Australia's Crown slip-ups offer lessons for Macau's gaming sector, expert says
The alleged money-launching and criminal misdeeds conducted by Australia’s Crown Resorts Ltd, which was said to be associated with one of Macau’s biggest junkets, Suncity Group, may mar the reputation of Macau’s casino industry, according to a report published by Steve Vickers & Associates Ltd (SVA), a specialist political and corporate risk consultancy.
Earlier, a report into Crown Resorts, chaired by former New South Wales (NSW) Supreme Court judge Patricia Bergin SC, under the authority of the state’s Independent Liquor and Gaming Authority, was published and tabled in NSW parliament on February 9.
The damning statement listed the evidence of the group’s alleged money laundering and criminal activities, with most of them linked to one of the group’s properties, Crown Melbourne. The evidence prompted Bergin to officially condemn the casino operator “unsuitable” to hold a gaming license at Barangaroo, Sydney.
According to a report by the Guardian, there was a video showing large amounts of cash unloaded from bags in the group’s high-roller room at Crown Melbourne, which Bergin suspected was hosting money laundering activities.
Bergin’s report also stated that Crown Resort allowed Suncity Group, a Macau junket that Bergin stressed was linked to organized crime, to operate its high-roller room at Crown Melbourne. It was the same room shown in the aforementioned footage of money being unpacked from bags and exchanged for chips.
Crown Resorts Ltd is the operator of Crown Melbourne, Crown Perth and Crown Sydney. Bergin has called for a sweeping cultural change in the firm, should it seek to prove its suitability for a gaming license.
“The [Bergin’s] report offers lessons not only to Crown Resort, but also to any businesses involved in the gaming sector, in Macau, or further afield,” Steve Vickers, founder and chief executive officer of SVA stated in the report.
“The real impact is more reputational than actual. Some junket operators have been the source of public adverse comment – especially relating to associations with triad societies and alleged money laundering. This will attract attention from various quarters and regulators,” Vickers told the Times when asked about the impact of the group’s saga on Macau’s gaming industry.
Vickers also stressed the overreliance of many gaming operators on Macau’s junkets to source VIP bettors “downplayed the risk of indirectly dealing with triad societies when doing so,” in some cases.
Vickers’ report also indicated that Australia’s operator seriously misread the determination of the Chinese government to act against gaming promotion, until the arrest of 19 of its staff charged by China for gambling promotion offenses, which prompted a revelation for the group.
Any roadblocks undermining Macau’s casino industry, which has served as a backbone of the city’s financial ecosystem, can have a knock-on effect on local businesses, ranging from hotel, financial and trading, to real estates and leisure businesses, he stressed.
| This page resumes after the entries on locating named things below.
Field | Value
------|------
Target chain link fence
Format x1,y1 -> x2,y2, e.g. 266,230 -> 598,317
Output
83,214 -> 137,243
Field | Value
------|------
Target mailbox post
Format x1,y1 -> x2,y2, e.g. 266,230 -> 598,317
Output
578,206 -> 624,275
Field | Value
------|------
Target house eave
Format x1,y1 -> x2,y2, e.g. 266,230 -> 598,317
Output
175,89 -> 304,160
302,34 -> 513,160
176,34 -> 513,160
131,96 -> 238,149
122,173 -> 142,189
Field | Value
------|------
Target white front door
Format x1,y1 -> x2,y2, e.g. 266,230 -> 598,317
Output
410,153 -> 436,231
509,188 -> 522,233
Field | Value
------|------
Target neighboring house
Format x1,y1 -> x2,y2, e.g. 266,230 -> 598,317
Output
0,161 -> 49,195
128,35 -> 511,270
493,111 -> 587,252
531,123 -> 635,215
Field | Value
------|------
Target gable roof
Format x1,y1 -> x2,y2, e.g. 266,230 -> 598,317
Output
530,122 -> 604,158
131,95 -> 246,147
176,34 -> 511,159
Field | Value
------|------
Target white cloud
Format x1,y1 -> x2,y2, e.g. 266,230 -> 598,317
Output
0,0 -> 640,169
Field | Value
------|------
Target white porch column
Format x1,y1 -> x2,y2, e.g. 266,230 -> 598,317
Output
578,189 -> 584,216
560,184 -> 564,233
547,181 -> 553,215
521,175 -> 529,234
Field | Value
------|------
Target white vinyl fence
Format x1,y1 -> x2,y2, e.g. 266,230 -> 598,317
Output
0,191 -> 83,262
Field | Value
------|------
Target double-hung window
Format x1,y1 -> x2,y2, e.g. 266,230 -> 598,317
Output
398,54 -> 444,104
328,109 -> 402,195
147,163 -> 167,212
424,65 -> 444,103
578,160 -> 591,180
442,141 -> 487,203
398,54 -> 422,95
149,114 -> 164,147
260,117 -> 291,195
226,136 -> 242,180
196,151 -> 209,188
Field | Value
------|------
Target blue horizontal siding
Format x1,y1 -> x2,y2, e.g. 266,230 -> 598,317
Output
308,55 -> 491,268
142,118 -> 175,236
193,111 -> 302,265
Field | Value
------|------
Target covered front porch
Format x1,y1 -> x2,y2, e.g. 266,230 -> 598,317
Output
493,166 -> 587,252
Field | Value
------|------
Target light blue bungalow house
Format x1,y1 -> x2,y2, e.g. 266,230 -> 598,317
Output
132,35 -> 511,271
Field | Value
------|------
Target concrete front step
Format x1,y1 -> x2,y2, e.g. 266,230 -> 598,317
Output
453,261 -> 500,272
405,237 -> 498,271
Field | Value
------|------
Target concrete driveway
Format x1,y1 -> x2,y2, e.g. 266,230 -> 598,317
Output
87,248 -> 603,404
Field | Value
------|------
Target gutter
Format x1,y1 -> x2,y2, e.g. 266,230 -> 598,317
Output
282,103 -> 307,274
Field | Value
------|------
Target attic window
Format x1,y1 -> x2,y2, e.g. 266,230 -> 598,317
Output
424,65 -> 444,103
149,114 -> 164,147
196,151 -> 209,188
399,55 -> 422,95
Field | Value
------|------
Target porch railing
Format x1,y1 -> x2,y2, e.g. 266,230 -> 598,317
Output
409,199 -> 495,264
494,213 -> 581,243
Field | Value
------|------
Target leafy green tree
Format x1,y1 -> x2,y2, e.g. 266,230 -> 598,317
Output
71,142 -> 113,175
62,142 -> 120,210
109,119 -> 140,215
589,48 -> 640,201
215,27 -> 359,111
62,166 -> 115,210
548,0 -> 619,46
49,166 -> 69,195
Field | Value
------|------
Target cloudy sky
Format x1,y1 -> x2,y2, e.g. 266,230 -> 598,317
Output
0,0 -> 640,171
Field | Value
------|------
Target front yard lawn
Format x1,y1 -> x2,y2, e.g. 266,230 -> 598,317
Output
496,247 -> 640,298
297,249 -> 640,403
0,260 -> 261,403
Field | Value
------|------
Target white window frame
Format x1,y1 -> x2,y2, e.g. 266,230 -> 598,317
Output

Last year, the Standing Committee of the National People’s Congress (NPC), China’s top legislature, has approved an amendment to the national criminal law criminalizing anyone who “organizes citizens of mainland China to participate in gambling outside the country (or border), which involves a hefty sum or cases with serious consequences.” It will come into force on March 1, 2021.
The tightened law is expected to deal a blow to the city’s VIP sector and junket businesses.
“The PRC government is very keen to prevent capital outflows from the mainland via unlawful methods so the junkets are currently under heavy government pressure,” Vickers told the Times.
“The junket sector is certainly down but is not completely out,” he stated, adding the future is “unclear.” However, “junkets seem to be amending their methodology – some bigger ones are opening operations in South East Asia and are heavily involved in online gaming.”
He suggests that the city stay vigilant and ensure that its banking system is not “inadvertently compromised by those apparently offshore junkets who are actually active locally and using Macau.”